Quelques bonnes nouvelles

Le 14 février 2023, on a arrêté quatre personnes vivant en Floride dont un Colombien, et un Vénézuélien de nationalité étatsunienne, pour leur rôle présumé dans l’assassinat du Président Jovenel Moïse. Ces derniers ont donc été ajoutés à la liste d’anciens présumés déjà arrêtés dans le cadre de ce dossier.

Le 22 février dernier, l’équipe féminine de football, les Grenadières, est qualifiée pour la finale de la coupe du monde grâce à une victoire remportée sur l’équipe féminine du Chili.

Le 05 mars, deux présumés membres de gangs ont été arrêtés à Fleuriot, commune de Tabarre (Port-au-Prince).
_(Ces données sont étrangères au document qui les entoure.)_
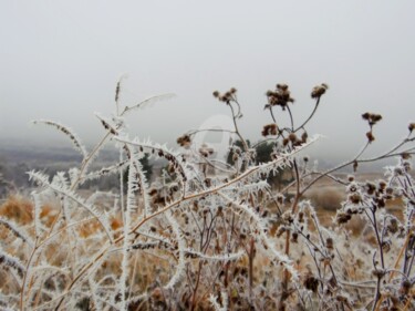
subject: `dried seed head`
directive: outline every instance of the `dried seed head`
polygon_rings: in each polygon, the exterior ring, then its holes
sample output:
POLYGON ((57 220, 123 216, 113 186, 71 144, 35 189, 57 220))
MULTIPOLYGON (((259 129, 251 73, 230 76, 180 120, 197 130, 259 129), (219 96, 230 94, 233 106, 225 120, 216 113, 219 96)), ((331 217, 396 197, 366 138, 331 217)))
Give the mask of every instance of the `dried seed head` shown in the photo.
POLYGON ((330 250, 333 250, 334 249, 334 240, 332 238, 326 238, 325 247, 330 250))
POLYGON ((311 99, 320 99, 326 90, 329 90, 329 85, 325 83, 314 86, 311 91, 311 99))
POLYGON ((335 221, 338 225, 346 224, 350 219, 352 219, 352 215, 349 212, 338 211, 335 215, 335 221))
POLYGON ((261 132, 262 136, 267 137, 268 135, 277 135, 278 134, 278 126, 277 124, 274 123, 271 123, 271 124, 267 124, 263 126, 262 128, 262 132, 261 132))
POLYGON ((362 201, 362 196, 359 193, 354 193, 349 196, 349 200, 352 204, 360 204, 362 201))
POLYGON ((290 135, 288 135, 288 138, 290 139, 291 143, 297 142, 297 135, 295 135, 295 133, 290 133, 290 135))
POLYGON ((312 292, 317 292, 317 290, 319 289, 320 281, 319 279, 314 278, 312 274, 309 274, 305 277, 303 284, 308 290, 311 290, 312 292))

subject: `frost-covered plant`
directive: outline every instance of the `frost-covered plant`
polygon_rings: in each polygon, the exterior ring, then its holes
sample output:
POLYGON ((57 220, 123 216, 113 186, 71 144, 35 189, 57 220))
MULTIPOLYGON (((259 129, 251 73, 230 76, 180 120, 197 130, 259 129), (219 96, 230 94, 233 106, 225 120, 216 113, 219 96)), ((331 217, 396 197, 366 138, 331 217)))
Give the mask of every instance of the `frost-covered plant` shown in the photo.
MULTIPOLYGON (((234 128, 228 163, 212 158, 208 145, 193 148, 199 131, 177 139, 172 149, 127 134, 125 115, 170 94, 122 107, 118 82, 115 113, 96 114, 105 135, 87 151, 68 126, 37 121, 65 134, 82 155, 79 167, 46 176, 30 172, 32 220, 0 218, 0 307, 17 310, 412 310, 415 258, 415 189, 411 175, 413 129, 391 151, 372 158, 382 116, 363 114, 370 131, 352 159, 321 172, 303 149, 315 142, 307 125, 326 84, 311 92, 314 107, 295 123, 287 84, 267 92, 272 123, 264 139, 251 145, 241 134, 237 90, 214 92, 229 107, 234 128), (288 114, 277 122, 276 108, 288 114), (91 170, 106 144, 120 160, 91 170), (272 144, 270 159, 259 163, 257 147, 272 144), (142 159, 167 165, 149 183, 142 159), (345 167, 397 157, 385 179, 359 182, 335 175, 345 167), (220 172, 220 174, 214 174, 220 172), (290 172, 279 190, 270 176, 290 172), (118 175, 120 191, 81 191, 80 186, 118 175), (125 178, 125 176, 127 176, 125 178), (322 224, 319 207, 304 198, 322 178, 345 186, 332 224, 322 224), (391 214, 391 203, 401 210, 391 214), (51 205, 54 207, 51 208, 51 205), (349 222, 367 225, 359 232, 349 222)), ((221 131, 221 129, 200 129, 221 131)))

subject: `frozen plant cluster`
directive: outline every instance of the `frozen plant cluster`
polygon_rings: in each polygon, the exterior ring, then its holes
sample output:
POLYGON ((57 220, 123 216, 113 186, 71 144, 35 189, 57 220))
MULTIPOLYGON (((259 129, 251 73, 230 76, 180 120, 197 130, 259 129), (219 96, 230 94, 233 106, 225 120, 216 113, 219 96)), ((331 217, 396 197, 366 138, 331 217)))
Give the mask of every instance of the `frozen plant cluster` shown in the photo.
POLYGON ((312 90, 313 110, 300 123, 289 86, 268 91, 270 123, 256 145, 239 131, 241 105, 232 87, 214 92, 235 126, 228 158, 218 160, 209 146, 194 147, 198 131, 180 136, 177 149, 131 138, 125 116, 172 95, 123 107, 121 86, 114 116, 96 114, 105 136, 91 151, 68 126, 35 122, 63 133, 83 159, 54 176, 29 172, 37 185, 31 220, 0 218, 2 310, 415 310, 414 123, 396 146, 365 158, 382 116, 363 114, 363 148, 321 172, 303 151, 319 137, 307 126, 326 84, 312 90), (92 170, 108 144, 120 160, 92 170), (269 147, 266 160, 259 160, 261 147, 269 147), (166 164, 153 183, 146 156, 166 164), (397 164, 384 179, 335 174, 385 158, 397 164), (80 189, 108 175, 118 176, 120 191, 80 189), (279 179, 277 190, 272 180, 282 175, 290 178, 279 179), (305 197, 323 178, 345 191, 329 224, 305 197), (357 220, 364 230, 351 230, 357 220))

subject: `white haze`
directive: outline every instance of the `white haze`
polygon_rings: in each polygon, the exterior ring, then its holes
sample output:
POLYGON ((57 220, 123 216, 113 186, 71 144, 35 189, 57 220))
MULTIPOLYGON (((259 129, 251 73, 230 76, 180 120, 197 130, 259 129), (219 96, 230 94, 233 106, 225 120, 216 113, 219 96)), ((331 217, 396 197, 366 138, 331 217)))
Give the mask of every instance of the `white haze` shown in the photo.
POLYGON ((174 146, 209 117, 228 115, 211 92, 235 86, 241 132, 257 141, 271 122, 267 90, 290 85, 299 123, 313 107, 311 89, 325 82, 309 126, 325 136, 317 148, 352 156, 365 142, 369 111, 384 116, 373 146, 383 151, 415 121, 414 12, 411 0, 1 1, 0 142, 66 142, 30 125, 50 118, 93 143, 102 135, 93 113, 114 111, 116 81, 127 74, 126 105, 177 95, 128 118, 144 138, 174 146))

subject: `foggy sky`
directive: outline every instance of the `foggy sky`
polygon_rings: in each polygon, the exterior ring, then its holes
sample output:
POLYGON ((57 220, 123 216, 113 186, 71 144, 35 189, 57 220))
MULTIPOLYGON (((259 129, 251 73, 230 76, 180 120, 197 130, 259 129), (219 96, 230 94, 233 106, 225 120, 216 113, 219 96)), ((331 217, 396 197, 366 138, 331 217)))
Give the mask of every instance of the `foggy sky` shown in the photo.
MULTIPOLYGON (((308 127, 325 136, 317 148, 355 154, 369 111, 384 116, 373 146, 383 151, 415 121, 414 12, 411 0, 1 1, 0 142, 68 143, 30 125, 37 118, 95 142, 103 131, 94 112, 111 116, 116 81, 127 74, 124 105, 176 94, 128 117, 131 136, 175 146, 186 131, 229 115, 211 93, 235 86, 240 129, 257 141, 272 121, 267 90, 290 85, 299 124, 313 107, 311 89, 325 82, 308 127)), ((288 124, 278 107, 276 115, 288 124)))

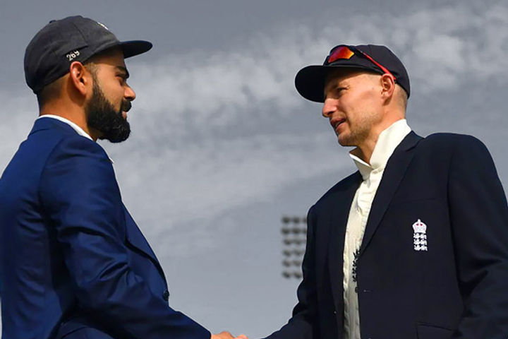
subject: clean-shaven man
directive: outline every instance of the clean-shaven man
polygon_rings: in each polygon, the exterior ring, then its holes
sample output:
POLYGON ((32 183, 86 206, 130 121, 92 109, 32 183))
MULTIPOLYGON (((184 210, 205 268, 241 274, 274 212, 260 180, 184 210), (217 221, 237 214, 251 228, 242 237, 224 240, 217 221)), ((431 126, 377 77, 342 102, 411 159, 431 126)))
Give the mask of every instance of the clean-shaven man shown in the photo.
POLYGON ((384 46, 337 46, 295 83, 358 171, 310 209, 298 303, 268 338, 506 338, 508 208, 485 145, 412 131, 384 46))

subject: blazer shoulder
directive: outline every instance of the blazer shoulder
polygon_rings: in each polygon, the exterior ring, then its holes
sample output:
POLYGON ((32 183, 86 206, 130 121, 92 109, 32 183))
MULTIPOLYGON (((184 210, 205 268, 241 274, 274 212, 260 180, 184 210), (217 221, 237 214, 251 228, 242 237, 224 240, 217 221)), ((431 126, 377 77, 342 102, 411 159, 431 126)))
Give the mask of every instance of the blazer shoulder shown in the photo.
POLYGON ((330 188, 327 192, 320 198, 315 205, 318 206, 323 202, 327 201, 334 194, 341 191, 347 191, 352 188, 352 186, 358 187, 361 181, 361 174, 358 171, 355 172, 352 174, 346 177, 340 182, 335 184, 332 188, 330 188))
POLYGON ((420 143, 425 146, 436 145, 441 148, 455 148, 468 145, 485 145, 481 141, 475 136, 454 133, 435 133, 423 138, 420 143))
POLYGON ((109 161, 106 151, 96 142, 78 134, 61 135, 58 142, 54 144, 49 158, 61 156, 84 156, 109 161))

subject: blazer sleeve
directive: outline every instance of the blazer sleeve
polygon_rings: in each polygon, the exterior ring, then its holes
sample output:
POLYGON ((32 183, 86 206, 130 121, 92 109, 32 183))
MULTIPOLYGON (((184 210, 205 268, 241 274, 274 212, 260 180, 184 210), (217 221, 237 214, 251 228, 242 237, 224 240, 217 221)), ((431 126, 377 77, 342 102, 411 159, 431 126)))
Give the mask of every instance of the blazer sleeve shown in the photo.
POLYGON ((463 136, 452 157, 450 222, 464 311, 454 338, 508 333, 508 207, 494 162, 478 139, 463 136))
POLYGON ((319 339, 317 332, 318 302, 315 268, 315 222, 314 206, 307 215, 307 244, 302 263, 303 279, 298 287, 298 302, 293 309, 293 316, 279 331, 267 339, 319 339))
POLYGON ((120 191, 98 144, 80 136, 62 140, 41 175, 40 199, 79 304, 94 319, 122 338, 210 339, 129 268, 120 191))

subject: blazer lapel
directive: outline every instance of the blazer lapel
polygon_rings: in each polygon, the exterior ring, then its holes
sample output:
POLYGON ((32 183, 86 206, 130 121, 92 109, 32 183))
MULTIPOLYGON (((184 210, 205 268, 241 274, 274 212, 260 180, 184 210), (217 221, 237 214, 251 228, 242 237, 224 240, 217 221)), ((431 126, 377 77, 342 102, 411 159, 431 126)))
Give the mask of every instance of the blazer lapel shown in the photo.
POLYGON ((421 136, 411 131, 406 136, 406 138, 395 148, 394 153, 388 160, 370 208, 365 234, 363 234, 363 240, 360 248, 361 255, 368 245, 383 215, 385 215, 392 198, 399 187, 409 162, 413 159, 414 148, 421 139, 421 136))
POLYGON ((334 191, 327 201, 328 206, 323 210, 329 212, 328 223, 329 237, 328 246, 328 266, 332 283, 332 292, 335 304, 341 304, 344 280, 343 260, 344 237, 349 210, 355 193, 361 182, 361 175, 356 172, 348 178, 341 188, 334 191), (338 302, 341 301, 341 302, 338 302))

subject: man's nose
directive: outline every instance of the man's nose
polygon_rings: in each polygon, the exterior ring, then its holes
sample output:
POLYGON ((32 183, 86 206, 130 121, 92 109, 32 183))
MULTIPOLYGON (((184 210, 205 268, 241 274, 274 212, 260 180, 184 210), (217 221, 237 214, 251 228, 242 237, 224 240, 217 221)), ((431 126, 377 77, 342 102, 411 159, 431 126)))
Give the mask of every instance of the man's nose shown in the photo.
POLYGON ((325 103, 323 103, 323 108, 321 111, 321 114, 325 118, 329 118, 330 116, 335 111, 335 106, 332 103, 331 99, 325 99, 325 103))

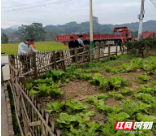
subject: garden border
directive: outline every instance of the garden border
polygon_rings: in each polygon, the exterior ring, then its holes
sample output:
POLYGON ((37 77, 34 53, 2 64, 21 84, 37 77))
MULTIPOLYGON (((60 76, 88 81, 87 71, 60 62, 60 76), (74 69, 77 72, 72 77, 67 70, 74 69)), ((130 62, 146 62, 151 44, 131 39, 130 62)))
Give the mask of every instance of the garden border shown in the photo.
MULTIPOLYGON (((9 84, 14 98, 21 134, 23 133, 26 136, 61 135, 61 131, 55 128, 55 122, 49 120, 50 114, 46 113, 45 109, 41 109, 40 104, 34 100, 34 97, 31 98, 27 90, 26 80, 37 79, 38 76, 43 75, 47 70, 54 68, 64 69, 65 66, 70 66, 72 63, 80 65, 95 60, 100 61, 104 57, 110 60, 111 55, 118 55, 117 44, 116 52, 110 51, 110 45, 108 45, 108 53, 104 53, 104 49, 105 45, 98 45, 93 49, 93 54, 91 54, 92 50, 90 49, 78 48, 72 53, 71 50, 61 50, 8 56, 10 67, 9 84), (105 54, 108 54, 108 56, 105 56, 105 54), (21 62, 21 56, 25 58, 23 63, 21 62), (27 71, 25 72, 24 70, 27 71)), ((123 46, 122 54, 124 54, 123 46)))

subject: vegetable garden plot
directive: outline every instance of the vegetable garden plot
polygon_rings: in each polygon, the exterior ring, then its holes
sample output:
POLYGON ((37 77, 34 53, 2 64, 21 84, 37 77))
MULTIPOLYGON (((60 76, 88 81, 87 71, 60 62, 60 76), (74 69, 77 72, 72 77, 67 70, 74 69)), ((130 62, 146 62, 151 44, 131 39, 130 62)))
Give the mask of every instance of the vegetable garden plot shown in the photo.
MULTIPOLYGON (((93 73, 89 68, 76 69, 73 64, 66 72, 47 71, 42 79, 29 83, 28 88, 32 96, 53 98, 54 102, 44 103, 44 107, 63 136, 122 136, 125 135, 123 131, 114 130, 117 120, 156 121, 155 60, 156 57, 133 59, 119 67, 117 74, 110 71, 110 77, 105 77, 100 71, 93 73), (137 82, 140 75, 148 76, 149 80, 137 82), (95 96, 88 96, 87 91, 83 91, 85 85, 92 87, 91 93, 95 92, 95 96), (66 94, 65 101, 63 94, 65 90, 69 93, 69 88, 73 94, 66 94), (81 95, 84 97, 82 101, 79 100, 81 95)), ((142 134, 138 135, 155 135, 156 126, 141 131, 142 134)))

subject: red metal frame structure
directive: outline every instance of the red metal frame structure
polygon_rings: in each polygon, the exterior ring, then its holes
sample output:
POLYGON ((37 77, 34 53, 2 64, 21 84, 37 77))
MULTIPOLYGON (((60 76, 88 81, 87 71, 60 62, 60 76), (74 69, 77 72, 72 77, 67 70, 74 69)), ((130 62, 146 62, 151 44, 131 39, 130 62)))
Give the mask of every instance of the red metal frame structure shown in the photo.
POLYGON ((148 31, 146 31, 146 32, 143 32, 141 36, 143 38, 147 38, 149 36, 152 36, 152 37, 155 36, 156 37, 156 32, 148 32, 148 31))
MULTIPOLYGON (((131 31, 128 29, 128 27, 116 27, 113 30, 114 34, 94 34, 94 43, 95 42, 106 42, 106 41, 115 41, 117 42, 119 39, 127 39, 132 38, 131 31)), ((82 34, 83 38, 86 39, 86 36, 89 36, 89 34, 82 34)), ((62 42, 65 45, 68 44, 70 41, 70 37, 73 36, 75 39, 78 38, 78 35, 59 35, 56 36, 57 42, 62 42)))

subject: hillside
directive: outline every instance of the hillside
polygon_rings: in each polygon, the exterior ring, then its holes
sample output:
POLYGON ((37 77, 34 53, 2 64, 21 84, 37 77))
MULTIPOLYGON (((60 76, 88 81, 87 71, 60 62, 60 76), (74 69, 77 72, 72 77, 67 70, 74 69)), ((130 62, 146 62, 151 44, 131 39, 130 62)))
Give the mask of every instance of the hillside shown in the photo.
MULTIPOLYGON (((119 27, 119 26, 127 26, 130 28, 131 31, 138 31, 139 27, 139 22, 134 22, 134 23, 125 23, 125 24, 99 24, 97 22, 94 22, 94 32, 98 32, 101 34, 109 34, 112 33, 114 27, 119 27)), ((1 28, 1 34, 6 33, 10 34, 16 29, 12 28, 17 28, 17 25, 9 27, 8 29, 2 29, 1 28)), ((78 34, 78 33, 89 33, 89 22, 83 22, 78 24, 77 22, 69 22, 64 25, 47 25, 44 27, 44 30, 52 30, 55 32, 58 32, 59 34, 78 34)), ((143 23, 143 31, 156 31, 156 20, 149 20, 147 22, 143 23)))

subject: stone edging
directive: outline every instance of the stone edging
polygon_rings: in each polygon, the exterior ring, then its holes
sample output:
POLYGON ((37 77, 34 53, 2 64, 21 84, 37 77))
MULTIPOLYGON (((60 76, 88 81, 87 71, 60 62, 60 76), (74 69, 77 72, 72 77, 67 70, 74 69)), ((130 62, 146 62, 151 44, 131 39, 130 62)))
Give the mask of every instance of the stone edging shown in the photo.
POLYGON ((4 88, 4 93, 5 93, 6 109, 7 109, 7 120, 8 120, 8 129, 9 129, 8 132, 9 132, 9 136, 14 136, 11 105, 10 105, 9 94, 6 86, 4 88))

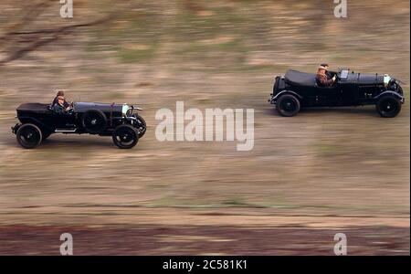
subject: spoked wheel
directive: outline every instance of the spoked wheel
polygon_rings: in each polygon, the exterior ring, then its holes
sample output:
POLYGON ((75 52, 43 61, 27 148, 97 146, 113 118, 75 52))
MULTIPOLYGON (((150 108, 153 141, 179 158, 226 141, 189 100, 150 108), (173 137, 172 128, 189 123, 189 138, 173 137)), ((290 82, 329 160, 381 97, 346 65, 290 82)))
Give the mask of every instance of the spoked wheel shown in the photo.
POLYGON ((32 123, 21 125, 16 136, 17 137, 17 142, 26 149, 37 147, 43 138, 40 129, 32 123))
POLYGON ((401 101, 394 96, 383 96, 376 103, 376 111, 382 117, 395 117, 401 111, 401 101))
POLYGON ((280 96, 276 102, 277 111, 281 116, 290 117, 300 111, 300 100, 291 94, 280 96))
POLYGON ((140 115, 135 115, 135 118, 137 119, 137 132, 139 132, 139 139, 144 136, 145 132, 147 131, 147 125, 145 123, 144 119, 142 119, 140 115))
POLYGON ((139 133, 132 126, 121 124, 115 128, 112 142, 121 149, 131 149, 139 142, 139 133))
POLYGON ((100 110, 87 111, 83 115, 82 125, 90 134, 99 134, 107 125, 107 117, 100 110))

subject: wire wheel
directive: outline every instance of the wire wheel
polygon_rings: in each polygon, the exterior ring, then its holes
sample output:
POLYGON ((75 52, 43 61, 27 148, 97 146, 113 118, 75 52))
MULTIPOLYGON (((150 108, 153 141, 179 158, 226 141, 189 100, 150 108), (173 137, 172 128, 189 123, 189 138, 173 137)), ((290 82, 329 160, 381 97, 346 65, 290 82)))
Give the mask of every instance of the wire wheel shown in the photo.
POLYGON ((37 147, 43 138, 40 129, 32 123, 21 125, 16 136, 17 142, 26 149, 37 147))
POLYGON ((277 110, 282 116, 294 116, 300 111, 300 100, 291 94, 280 96, 276 104, 277 110))
POLYGON ((384 96, 378 100, 376 110, 382 117, 395 117, 401 111, 401 102, 394 96, 384 96))

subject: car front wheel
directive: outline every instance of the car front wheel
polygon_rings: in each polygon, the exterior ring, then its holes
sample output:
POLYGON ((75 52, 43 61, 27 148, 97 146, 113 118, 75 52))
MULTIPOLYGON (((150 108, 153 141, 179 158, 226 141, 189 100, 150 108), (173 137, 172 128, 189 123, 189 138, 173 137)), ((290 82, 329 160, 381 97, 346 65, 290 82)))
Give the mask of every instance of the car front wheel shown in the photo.
POLYGON ((21 125, 16 136, 17 137, 17 142, 26 149, 37 147, 43 138, 40 129, 32 123, 21 125))
POLYGON ((383 96, 376 103, 377 112, 385 118, 393 118, 401 111, 401 101, 394 96, 383 96))
POLYGON ((281 116, 291 117, 300 111, 300 100, 291 94, 281 95, 276 102, 277 111, 281 116))
POLYGON ((131 149, 139 142, 139 133, 132 126, 121 124, 112 132, 112 142, 121 149, 131 149))

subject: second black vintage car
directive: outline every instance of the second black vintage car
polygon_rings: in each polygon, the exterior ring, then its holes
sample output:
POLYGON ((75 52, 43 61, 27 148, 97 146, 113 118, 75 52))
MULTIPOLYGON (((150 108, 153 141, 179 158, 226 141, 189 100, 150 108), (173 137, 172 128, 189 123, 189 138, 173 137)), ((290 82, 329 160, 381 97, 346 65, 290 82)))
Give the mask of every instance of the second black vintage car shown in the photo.
POLYGON ((17 108, 20 123, 12 127, 18 143, 26 149, 38 146, 53 133, 90 133, 111 136, 121 149, 132 148, 146 132, 145 121, 127 104, 75 102, 66 113, 49 104, 26 103, 17 108))
POLYGON ((294 116, 304 107, 375 105, 382 117, 395 117, 405 102, 400 81, 388 75, 334 72, 332 87, 321 87, 316 75, 288 70, 275 79, 269 101, 282 116, 294 116))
Le 06 mars dernier, à Bruxelles, Martine Moïse, épouse du feu Président Jovenel Moïse, assassiné dans la nuit du 06 au 07 juillet 2022, a reçu le prix européen Women’s International Leadership Award 2023, conjointement avec sept autres femmes de tout horizon géographique, pour son engagement auprès des femmes, dans l’agriculture biologique et dans l’éducation en Haïti. Martine Moïse est originaire de Port-de-Paix.

Rester confiant en faisant ce que l’on peut

Comme nous pouvons le constater, la saga suit son cours. Cela étant, il est important que les hommes de bonne volonté, les amis du genre humain, continuent de faire ce qu’ils peuvent, s’ils le peuvent, par amour même du genre humain, par solidarité, et pour qu’ils ne soient pas complices de délit de non-assistance à personne en danger.

Cultivons la vertu de l’espérance, d’autant plus que malgré la gravité de la situation, dans certains endroits en Haïti, comme Jacmel et Port-au-Prince, certains ont pu quand même danser le carnaval.